We next investigated whether air pollution levels were associated with prospective risk of incident MI, stroke, and all‐cause mortality among all GeneBank participants. A 2‐SD increase in PM_2.5 levels over 36 months of follow‐up after angiographic evaluation was associated with significantly increased risk of MI (hazard ratio 1.33, 95% CI 1.02–1.73; P=0.03) (Table 4). The effect estimates for the association of PM_2.5 and MI risk were not substantially changed in models that adjusted for Framingham ATP III risk score (Table 4) and other potential covariates (Table S3) or in a multipollutant model adjusting for NO₂ levels (Table S4). Restricting these analyses to only patients with angiographically determined CAD at baseline yielded similar effect estimates (Table S3). To address the potential for referral bias further, we also carried out an analysis that included only participants from the greater Cleveland metropolitan area (n=3437). The effect estimate obtained from this subanalysis with ≈2400 fewer participants (hazard ratio 1.12; 95% CI 0.96–1.30; P=0.15) was comparable and directionally consistent with the analysis that included all Ohio residents (Table 4). By comparison, there were no associations between PM_2.5 or NO₂ levels with risk of all‐cause mortality (Tables 4 and 5), whereas a 2‐SD increase in NO₂ levels was associated with elevated risk of stroke (hazard ratio 1.72, 95% CI 1.03–2.87; P=0.04) (Table 5); however, this association was no longer significant after adjustment for Framingham ATP III risk score (Table 5). It is possible that the lack or attenuation of significance in some of these analyses may have been due to reduced sample size.
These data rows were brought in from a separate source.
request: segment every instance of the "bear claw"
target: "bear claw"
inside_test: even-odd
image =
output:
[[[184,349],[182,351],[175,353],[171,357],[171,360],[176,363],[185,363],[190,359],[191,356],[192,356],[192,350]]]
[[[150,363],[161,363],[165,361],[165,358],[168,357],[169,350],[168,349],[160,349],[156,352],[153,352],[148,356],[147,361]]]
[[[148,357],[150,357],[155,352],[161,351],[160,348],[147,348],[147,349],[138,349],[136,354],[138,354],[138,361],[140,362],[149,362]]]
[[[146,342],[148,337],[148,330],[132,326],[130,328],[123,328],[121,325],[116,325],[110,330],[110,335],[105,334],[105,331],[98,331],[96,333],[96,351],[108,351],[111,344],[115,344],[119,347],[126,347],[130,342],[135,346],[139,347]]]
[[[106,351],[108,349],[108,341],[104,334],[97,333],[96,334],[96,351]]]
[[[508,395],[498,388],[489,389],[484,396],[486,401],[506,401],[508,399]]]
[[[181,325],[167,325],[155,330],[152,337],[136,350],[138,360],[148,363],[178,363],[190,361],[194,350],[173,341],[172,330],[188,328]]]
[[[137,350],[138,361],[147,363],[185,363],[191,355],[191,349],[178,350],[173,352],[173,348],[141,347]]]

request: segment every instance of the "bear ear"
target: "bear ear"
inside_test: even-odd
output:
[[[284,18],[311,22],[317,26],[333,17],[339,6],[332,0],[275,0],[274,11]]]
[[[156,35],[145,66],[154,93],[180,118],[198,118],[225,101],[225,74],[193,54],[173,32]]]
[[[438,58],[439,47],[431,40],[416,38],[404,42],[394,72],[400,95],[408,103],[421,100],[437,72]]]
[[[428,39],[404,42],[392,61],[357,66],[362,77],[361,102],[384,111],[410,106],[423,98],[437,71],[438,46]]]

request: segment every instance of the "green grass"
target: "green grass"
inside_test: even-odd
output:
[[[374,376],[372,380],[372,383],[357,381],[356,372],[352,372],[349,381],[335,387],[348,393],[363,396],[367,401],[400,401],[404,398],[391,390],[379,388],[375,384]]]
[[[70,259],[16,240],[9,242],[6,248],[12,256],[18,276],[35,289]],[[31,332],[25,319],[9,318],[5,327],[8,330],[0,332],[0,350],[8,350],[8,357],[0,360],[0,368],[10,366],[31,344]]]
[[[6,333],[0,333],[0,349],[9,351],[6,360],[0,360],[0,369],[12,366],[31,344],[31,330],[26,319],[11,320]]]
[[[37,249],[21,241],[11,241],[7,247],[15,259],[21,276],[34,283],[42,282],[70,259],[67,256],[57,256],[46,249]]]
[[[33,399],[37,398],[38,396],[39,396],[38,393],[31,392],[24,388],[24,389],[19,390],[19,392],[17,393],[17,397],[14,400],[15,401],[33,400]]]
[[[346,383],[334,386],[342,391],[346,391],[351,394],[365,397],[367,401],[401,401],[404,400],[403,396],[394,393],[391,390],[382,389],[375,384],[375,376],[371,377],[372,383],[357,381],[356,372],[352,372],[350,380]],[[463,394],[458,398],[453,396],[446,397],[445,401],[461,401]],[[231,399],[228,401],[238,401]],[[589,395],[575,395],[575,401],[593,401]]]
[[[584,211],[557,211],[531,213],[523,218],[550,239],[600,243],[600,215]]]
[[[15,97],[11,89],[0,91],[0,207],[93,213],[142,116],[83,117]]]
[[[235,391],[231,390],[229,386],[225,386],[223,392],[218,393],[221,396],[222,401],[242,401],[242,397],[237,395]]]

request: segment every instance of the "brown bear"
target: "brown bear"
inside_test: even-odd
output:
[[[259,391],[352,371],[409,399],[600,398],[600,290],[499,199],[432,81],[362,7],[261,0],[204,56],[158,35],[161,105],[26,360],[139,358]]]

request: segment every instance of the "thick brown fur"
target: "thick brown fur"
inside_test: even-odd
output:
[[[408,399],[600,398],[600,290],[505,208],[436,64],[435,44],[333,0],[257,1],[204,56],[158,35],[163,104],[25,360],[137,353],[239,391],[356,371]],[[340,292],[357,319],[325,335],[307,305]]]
There were, for example, fewer numbers of participants for whom NO₂ levels or complete data on the full set of covariates were available (Tables S3 and S4).
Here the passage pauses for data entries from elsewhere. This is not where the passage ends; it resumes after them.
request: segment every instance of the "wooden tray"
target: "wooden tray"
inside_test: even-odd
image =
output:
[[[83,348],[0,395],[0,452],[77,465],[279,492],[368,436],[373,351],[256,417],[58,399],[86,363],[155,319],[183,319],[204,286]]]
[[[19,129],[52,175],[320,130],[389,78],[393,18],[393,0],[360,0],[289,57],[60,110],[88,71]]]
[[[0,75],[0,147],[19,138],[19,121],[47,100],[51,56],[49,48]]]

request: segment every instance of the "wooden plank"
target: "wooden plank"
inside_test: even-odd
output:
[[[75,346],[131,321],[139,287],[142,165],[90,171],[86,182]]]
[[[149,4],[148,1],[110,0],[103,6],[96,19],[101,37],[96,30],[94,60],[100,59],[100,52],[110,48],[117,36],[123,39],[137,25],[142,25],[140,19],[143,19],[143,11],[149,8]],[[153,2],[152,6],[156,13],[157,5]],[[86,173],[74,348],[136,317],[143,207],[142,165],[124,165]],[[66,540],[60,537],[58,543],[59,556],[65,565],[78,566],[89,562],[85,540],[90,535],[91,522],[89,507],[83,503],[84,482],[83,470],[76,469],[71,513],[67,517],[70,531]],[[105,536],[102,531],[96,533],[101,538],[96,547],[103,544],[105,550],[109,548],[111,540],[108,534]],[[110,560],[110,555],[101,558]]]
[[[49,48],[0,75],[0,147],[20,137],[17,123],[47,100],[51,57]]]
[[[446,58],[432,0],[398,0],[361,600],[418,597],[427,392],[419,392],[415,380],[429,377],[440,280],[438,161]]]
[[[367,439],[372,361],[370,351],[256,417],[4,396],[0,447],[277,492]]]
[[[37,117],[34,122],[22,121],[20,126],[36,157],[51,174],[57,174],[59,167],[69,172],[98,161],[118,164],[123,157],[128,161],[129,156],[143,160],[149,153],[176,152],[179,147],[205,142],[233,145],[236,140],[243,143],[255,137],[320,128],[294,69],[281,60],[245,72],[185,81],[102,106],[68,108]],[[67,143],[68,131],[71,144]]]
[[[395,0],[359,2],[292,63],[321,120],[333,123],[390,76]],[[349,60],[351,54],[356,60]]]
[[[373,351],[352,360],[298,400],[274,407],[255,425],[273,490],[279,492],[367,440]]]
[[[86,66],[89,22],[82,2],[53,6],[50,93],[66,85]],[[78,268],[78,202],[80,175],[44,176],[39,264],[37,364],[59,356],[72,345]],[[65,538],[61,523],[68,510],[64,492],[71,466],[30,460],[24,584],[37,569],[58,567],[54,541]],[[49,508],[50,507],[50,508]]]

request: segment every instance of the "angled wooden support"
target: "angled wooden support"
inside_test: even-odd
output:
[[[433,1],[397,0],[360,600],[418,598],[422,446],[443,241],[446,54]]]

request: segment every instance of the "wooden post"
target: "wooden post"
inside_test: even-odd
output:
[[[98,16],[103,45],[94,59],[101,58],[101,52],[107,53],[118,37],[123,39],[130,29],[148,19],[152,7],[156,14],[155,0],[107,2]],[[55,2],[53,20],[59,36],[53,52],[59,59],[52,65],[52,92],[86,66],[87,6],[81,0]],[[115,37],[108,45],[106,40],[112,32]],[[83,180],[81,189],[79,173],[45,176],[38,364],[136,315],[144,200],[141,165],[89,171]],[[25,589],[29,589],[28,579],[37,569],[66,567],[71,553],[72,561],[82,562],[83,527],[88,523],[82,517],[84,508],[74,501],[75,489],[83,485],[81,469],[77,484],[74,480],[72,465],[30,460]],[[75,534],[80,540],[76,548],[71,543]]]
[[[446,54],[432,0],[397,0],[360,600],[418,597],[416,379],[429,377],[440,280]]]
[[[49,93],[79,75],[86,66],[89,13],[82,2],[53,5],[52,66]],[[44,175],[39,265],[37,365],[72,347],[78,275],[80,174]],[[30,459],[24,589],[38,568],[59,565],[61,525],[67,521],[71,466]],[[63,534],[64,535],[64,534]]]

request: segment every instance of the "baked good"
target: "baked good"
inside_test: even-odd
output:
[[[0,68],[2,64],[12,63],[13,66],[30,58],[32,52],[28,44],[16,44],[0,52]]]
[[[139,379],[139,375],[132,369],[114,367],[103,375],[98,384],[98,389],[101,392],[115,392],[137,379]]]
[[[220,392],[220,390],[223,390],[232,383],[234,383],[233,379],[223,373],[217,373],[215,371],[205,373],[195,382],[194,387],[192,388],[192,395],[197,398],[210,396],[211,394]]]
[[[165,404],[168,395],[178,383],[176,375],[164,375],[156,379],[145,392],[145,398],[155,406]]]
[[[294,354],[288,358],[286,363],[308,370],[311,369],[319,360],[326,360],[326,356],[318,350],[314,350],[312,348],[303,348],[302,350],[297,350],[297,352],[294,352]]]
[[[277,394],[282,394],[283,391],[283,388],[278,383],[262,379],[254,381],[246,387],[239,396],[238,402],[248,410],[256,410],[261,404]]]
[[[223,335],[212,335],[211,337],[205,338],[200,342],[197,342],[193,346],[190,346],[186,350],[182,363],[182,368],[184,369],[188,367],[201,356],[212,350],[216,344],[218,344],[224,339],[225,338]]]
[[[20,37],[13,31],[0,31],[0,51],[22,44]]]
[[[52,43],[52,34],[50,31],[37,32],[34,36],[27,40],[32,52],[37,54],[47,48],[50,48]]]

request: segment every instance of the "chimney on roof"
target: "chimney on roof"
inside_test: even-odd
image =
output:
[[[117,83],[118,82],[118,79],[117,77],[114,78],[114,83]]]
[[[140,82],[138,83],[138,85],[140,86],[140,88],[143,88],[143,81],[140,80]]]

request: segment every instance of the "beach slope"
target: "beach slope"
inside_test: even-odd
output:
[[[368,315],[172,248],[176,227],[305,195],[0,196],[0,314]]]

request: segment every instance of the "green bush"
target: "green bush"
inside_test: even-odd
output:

We next performed stratified analyses and formal tests of interaction to determine whether the effect of PM_2.5 on incident MI was modulated by coronary atherosclerosis at baseline or by the use of statin therapy. Stratifying the analyses by participants who had coronary atherosclerosis at baseline, who used statin medications, or both did not reveal statistical evidence that the effects of PM_2.5 on MI risk were modulated by these factors (Table S5). There was also no significant statistical evidence that risk of MI was modulated by 3‐way interactions among PM_2.5, coronary atherosclerosis, and statin therapy use (3‐way interaction P=0.33). Last, we investigated whether any of the effects of PM_2.5 on risk of MI were modified by a priori covariates and performed analyses stratified by median age, sex, education level, smoking, coronary atherosclerosis severity, and obesity (body mass index ≥30), which also included formal tests of interaction. There were no significant effect modifications among these covariates, PM_2.5, and risk of MI (Table S6).